Linux Torvalds, founder of Linux, walks through the process in a recent interview:
It's definitely not easy to become a 'big contributor.' For one thing, the kernel is quite complex and big, and it inevitably simply takes time to learn all the rules -- not just for the code, but for how the whole development environment works. Similarly, for a new developer, it will take time before people start recognizing the name and start trusting the developer to do the right things....
The worst thing anybody can do is to study the kernel alone and try to learn things in private, and then, however many months later, present all the established kernel developers with a big patch that just comes out of the blue. That's just going to be frustrating for everybody.
And just in case would-be contributors were hoping for an warm, encouraging environment....
The kernel is about pretty harsh technical issues, and mistakes are really frowned upon. In an OS kernel, there are simply more security and stability requirements, and the bar is really higher in some respects. That will inevitably also reflect in the response to patches.

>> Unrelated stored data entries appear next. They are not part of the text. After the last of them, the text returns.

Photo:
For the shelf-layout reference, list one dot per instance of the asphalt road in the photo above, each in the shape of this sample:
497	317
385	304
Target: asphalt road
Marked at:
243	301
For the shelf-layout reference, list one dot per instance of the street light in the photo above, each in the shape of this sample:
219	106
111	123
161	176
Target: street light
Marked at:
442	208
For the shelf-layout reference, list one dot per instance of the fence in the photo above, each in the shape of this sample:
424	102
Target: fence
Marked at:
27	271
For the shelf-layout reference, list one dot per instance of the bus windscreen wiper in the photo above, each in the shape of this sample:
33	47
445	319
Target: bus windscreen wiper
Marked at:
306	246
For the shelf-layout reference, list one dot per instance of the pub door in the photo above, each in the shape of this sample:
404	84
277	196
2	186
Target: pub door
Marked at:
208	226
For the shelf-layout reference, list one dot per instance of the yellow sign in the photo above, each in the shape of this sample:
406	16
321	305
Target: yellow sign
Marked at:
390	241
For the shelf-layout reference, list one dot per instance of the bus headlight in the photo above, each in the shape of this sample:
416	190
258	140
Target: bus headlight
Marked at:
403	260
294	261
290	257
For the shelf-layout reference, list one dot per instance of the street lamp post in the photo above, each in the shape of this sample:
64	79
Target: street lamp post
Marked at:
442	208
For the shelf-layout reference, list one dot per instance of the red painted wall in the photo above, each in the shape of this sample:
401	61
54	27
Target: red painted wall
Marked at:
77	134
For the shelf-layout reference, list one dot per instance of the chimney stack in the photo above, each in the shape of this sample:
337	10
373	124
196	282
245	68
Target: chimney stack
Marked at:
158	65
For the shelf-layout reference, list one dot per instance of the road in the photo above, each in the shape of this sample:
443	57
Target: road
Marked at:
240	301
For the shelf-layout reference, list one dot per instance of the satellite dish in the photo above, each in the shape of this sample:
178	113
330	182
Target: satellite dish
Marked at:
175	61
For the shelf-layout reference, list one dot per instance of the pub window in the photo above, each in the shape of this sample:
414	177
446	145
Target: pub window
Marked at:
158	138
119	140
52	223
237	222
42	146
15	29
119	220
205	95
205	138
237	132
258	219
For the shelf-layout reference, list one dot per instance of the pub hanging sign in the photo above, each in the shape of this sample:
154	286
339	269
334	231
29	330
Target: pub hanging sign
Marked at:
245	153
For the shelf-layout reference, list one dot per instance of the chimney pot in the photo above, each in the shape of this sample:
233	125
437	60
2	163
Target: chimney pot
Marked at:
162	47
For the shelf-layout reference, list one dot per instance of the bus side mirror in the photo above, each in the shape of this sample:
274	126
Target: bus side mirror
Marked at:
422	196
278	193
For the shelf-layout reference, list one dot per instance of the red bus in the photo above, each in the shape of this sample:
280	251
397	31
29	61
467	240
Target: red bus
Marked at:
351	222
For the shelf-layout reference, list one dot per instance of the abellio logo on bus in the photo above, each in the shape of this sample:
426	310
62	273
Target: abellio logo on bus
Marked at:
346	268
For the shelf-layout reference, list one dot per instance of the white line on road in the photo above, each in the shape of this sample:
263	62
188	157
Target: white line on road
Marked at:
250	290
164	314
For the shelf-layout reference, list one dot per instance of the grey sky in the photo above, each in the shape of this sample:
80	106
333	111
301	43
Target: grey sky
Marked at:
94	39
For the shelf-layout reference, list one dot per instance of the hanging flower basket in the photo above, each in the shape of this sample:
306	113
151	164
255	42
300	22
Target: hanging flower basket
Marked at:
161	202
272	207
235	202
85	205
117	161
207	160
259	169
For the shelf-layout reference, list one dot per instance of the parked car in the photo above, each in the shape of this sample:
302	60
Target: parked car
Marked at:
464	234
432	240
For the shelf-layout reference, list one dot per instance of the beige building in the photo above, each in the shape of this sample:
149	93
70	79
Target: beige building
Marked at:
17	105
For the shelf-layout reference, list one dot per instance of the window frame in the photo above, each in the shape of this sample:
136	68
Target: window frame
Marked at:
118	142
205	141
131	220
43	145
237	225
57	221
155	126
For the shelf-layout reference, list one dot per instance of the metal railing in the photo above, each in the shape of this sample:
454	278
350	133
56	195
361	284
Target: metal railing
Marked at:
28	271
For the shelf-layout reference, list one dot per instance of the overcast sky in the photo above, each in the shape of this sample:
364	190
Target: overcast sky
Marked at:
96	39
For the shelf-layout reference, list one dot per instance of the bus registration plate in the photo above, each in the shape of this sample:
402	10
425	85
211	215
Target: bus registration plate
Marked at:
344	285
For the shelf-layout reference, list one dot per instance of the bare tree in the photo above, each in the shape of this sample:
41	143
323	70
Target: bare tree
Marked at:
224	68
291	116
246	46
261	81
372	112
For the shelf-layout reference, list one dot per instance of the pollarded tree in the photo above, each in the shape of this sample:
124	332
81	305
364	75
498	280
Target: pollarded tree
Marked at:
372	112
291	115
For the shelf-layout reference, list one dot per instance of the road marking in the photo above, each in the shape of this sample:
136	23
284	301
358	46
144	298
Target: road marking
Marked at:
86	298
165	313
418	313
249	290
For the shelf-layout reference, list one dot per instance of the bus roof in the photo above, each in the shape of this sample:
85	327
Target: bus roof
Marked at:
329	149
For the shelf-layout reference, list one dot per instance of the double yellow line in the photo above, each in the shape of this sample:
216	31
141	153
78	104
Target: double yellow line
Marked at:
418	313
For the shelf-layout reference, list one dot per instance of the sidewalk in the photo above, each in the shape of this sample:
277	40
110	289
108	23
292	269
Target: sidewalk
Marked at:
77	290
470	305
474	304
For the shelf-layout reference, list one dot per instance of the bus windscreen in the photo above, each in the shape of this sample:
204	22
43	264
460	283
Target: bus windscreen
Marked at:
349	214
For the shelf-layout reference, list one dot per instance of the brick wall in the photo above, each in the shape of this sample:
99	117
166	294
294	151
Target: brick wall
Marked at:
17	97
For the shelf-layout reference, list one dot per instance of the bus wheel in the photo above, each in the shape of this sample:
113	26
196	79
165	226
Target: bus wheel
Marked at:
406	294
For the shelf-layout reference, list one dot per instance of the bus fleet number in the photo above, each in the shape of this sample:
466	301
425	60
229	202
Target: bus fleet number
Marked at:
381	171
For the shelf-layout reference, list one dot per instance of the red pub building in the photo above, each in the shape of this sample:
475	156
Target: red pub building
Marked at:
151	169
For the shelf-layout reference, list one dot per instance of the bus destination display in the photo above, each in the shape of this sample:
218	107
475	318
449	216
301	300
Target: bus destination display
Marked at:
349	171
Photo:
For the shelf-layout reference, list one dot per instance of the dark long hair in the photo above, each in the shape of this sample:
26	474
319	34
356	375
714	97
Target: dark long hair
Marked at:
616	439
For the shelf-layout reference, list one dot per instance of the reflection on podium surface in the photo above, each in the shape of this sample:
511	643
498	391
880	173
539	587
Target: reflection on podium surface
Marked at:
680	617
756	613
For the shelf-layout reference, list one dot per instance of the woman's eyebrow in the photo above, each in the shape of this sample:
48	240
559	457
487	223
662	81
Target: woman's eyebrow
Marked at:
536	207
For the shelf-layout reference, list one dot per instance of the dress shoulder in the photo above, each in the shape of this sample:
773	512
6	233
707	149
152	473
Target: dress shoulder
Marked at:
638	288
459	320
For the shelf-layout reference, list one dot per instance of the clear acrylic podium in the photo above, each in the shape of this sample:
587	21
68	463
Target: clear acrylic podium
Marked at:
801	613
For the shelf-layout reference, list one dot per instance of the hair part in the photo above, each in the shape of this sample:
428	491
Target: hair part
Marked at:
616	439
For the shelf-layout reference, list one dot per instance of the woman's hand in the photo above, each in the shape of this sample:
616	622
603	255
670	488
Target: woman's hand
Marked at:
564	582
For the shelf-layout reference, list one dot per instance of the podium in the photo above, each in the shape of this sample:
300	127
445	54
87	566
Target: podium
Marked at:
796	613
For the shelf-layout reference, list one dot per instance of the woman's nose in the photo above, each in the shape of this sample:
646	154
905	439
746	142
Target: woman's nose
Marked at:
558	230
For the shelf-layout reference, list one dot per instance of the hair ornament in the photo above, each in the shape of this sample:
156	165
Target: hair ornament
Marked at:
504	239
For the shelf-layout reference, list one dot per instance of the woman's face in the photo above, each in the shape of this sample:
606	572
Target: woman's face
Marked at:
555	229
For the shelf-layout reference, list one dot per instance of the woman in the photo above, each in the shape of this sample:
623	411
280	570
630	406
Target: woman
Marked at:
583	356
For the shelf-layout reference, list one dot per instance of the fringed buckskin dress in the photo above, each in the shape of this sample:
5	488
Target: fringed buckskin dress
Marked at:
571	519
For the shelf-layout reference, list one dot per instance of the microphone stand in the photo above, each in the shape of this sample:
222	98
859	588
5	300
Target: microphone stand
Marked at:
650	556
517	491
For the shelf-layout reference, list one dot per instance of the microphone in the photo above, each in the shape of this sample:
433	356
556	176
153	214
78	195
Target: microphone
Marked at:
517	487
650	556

Reading between the lines, this means: "Prepare to get flamed for stupid mistakes."
While it may not help your ego, the Linux development process does result in exceptional code with a minimum of security flaws and design errors. We all benefit from this, even if the process largely locks out the casual developer who thinks her company affiliation will guarantee her a place at the development table. It won't. Not even close.
So, anyone can hack the Linux kernel. There is no litmus test based on race, creed, or company. The only litmus test is diligence and competence.
Those turn out to be pretty significant barriers.